Deploy failing due to push failing

We have a 10GB layer from poetry install in our docker image

Its installing python packages for AI usage. It seems to be restarting at around 3-4GB of data pushed.

Is there a way to let the full 10GB get pushed?

“You are doing it wrong”, I would say. Even though image size has been increased from 2G->8G (ref Docker image size limit raised from 2GB to 8GB)

Do not load models on build stage, download those to persistent volume (as models probably do not change often) and use those from there.

There’s actually no models loaded.
It’s just the nvidia cublas portion of the pip install torch.

I isolated it by installing each package individually and saw this is the big layer:
RUN poetry add nvidia-cublas-cu11==

pip install torch==2.0.0

Can you share your Dockerfile, your fly.toml, and the output of the fly command you’re running with LOG_LEVEL=debug?

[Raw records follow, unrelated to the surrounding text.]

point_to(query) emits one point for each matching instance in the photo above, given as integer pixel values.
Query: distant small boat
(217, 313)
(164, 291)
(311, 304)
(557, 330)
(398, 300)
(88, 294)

Sure, I need to do it in a few hours since I got passed it in a hacky way by pip installing our poetry project and forcing pip to install the cpu only version of pytorch with:
RUN pip install torch torchvision torchaudio --index-url It’s a bit hacky though as now poetry doesn’t have it automatically installed. This reduced the layer down to 1.2GB

So that was the fix to reduce image size. I’ll grab the old Dockerfile in a few hours and get prior version of those files and outputs.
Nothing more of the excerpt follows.